Ici, deux électrons sont brièvement réunis sous la forme d’un diélectron (rouge) entouré de molécules de solvant. Le diélectron ne peut pas être localisé plus précisément. L’un des électrons quittera ensuite cette zone. Crédit : Hartweg S et al. Science 2023

Un groupe international de scientifiques a réussi à produire des électrons lents dans une solution. Ces électrons pourraient potentiellement améliorer l’efficacité de certaines réactions chimiques à l’avenir.

L’objectif initial de cette équipe de recherche multinationale était de détecter un objet chimique mystérieux : un diélectron en solution. Un diélectron est composé de deux électrons, mais contrairement à un atome, il n’a pas de noyau. Jusqu’à présent, les scientifiques n’ont pas réussi à détecter directement un tel objet.

Alors que les chercheurs dirigés par Ruth Signorell, professeur à l’ETH Zurich, expérimentaient avec des diélectrons, ils ont accidentellement découvert un nouveau processus de production d’électrons lents. Ceux-ci peuvent être utilisés pour initier certaines réactions chimiques.

Les diélectrons sont instables. Ils se séparent à nouveau en deux électrons en moins d’un trillionième de seconde. Comme les chercheurs ont pu le montrer, l’un de ces électrons reste sur place, tandis que l’autre – qui a une faible énergie et est donc relativement lent – s’éloigne. La particularité de la nouvelle méthode est qu’elle permet aux chercheurs de contrôler l’énergie cinétique de cet électron et donc sa vitesse.

Les diélectrons occupent les cavités

Mais commençons par le commencement : pour produire les diélectrons, les chercheurs ont dissous du sodium dans de l’ammoniac (liquide) et ont exposé cette solution à la lumière UV. Cette exposition permet à un électron d’une molécule d’ammoniac de rejoindre un électron d’un atome de sodium et de former ainsi un diélectron.
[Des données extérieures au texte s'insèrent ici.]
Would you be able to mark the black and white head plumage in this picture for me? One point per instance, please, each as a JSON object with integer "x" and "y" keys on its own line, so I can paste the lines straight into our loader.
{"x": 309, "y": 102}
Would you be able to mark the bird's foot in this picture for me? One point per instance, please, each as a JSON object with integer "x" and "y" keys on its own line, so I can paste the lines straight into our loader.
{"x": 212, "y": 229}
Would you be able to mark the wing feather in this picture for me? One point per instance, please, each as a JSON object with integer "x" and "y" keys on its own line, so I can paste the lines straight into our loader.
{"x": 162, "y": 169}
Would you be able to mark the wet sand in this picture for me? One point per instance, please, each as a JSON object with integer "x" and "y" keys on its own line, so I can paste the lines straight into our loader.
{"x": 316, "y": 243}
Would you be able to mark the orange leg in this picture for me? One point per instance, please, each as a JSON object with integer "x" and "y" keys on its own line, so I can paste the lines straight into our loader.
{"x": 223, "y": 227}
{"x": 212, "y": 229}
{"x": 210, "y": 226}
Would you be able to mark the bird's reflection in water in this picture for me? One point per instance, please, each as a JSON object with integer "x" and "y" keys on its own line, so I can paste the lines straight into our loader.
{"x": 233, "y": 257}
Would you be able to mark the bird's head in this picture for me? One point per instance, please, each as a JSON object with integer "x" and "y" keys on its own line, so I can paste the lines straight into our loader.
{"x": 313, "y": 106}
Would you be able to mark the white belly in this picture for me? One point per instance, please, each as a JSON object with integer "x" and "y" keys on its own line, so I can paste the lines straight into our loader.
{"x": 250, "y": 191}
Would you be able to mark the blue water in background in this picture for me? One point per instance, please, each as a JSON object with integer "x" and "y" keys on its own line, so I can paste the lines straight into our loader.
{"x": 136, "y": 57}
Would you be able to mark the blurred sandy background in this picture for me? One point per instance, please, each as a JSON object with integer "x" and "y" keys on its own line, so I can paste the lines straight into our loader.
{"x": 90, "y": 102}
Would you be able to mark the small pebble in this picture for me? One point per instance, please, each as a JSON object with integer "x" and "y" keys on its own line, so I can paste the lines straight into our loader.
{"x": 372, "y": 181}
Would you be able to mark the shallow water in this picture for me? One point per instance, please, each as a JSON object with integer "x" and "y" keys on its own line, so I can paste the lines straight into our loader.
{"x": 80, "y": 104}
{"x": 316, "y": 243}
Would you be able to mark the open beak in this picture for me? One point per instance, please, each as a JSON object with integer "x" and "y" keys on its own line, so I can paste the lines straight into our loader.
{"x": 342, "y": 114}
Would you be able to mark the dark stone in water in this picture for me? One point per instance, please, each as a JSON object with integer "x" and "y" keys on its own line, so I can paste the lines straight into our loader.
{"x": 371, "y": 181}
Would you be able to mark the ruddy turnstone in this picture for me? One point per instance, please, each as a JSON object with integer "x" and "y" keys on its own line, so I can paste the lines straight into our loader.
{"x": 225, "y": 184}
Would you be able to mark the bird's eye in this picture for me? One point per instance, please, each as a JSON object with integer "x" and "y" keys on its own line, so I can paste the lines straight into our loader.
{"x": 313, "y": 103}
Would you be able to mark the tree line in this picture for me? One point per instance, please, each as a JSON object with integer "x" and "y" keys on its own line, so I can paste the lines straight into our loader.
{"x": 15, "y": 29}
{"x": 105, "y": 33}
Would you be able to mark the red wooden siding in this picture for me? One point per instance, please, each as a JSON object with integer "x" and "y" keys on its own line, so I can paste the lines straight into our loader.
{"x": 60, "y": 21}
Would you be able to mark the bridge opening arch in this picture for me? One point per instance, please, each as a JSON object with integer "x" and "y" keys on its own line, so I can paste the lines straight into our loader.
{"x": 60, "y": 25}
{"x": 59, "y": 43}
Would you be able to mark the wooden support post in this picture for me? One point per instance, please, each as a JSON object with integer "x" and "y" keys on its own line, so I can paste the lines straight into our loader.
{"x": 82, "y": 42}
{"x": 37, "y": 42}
Le diélectron occupe brièvement une minuscule cavité dans la solution. Les chercheurs ont réussi à montrer que lorsque le diélectron se sépare, l’un des électrons s’éloigne à une vitesse déterminée par la longueur d’onde de la lumière UV utilisée. « Une partie de l’énergie de la lumière UV a été transférée à l’électron », explique M. Signorell.

Les chercheurs de l’ETH Zurich ont réalisé ce travail en collaboration avec des chercheurs de l’Université de Fribourg en Allemagne, du synchrotron SOLEIL en France et de l’Université d’Auburn aux États-Unis.

Examen des réactions et des dommages causés par les radiations

Ces électrons à faible énergie cinétique sont intéressants pour diverses raisons. L’une d’entre elles est que les électrons lents causent des dommages aux tissus humains sous l’effet des radiations. Des électrons mobiles peuvent se former dans ces tissus, par exemple sous l’effet des rayons X ou de la radioactivité. Ils peuvent alors se fixer sur les molécules d’ADN et déclencher des réactions chimiques. Produire plus facilement ces électrons lents en laboratoire permettra aux chercheurs de mieux étudier les mécanismes qui conduisent aux dommages causés par les radiations.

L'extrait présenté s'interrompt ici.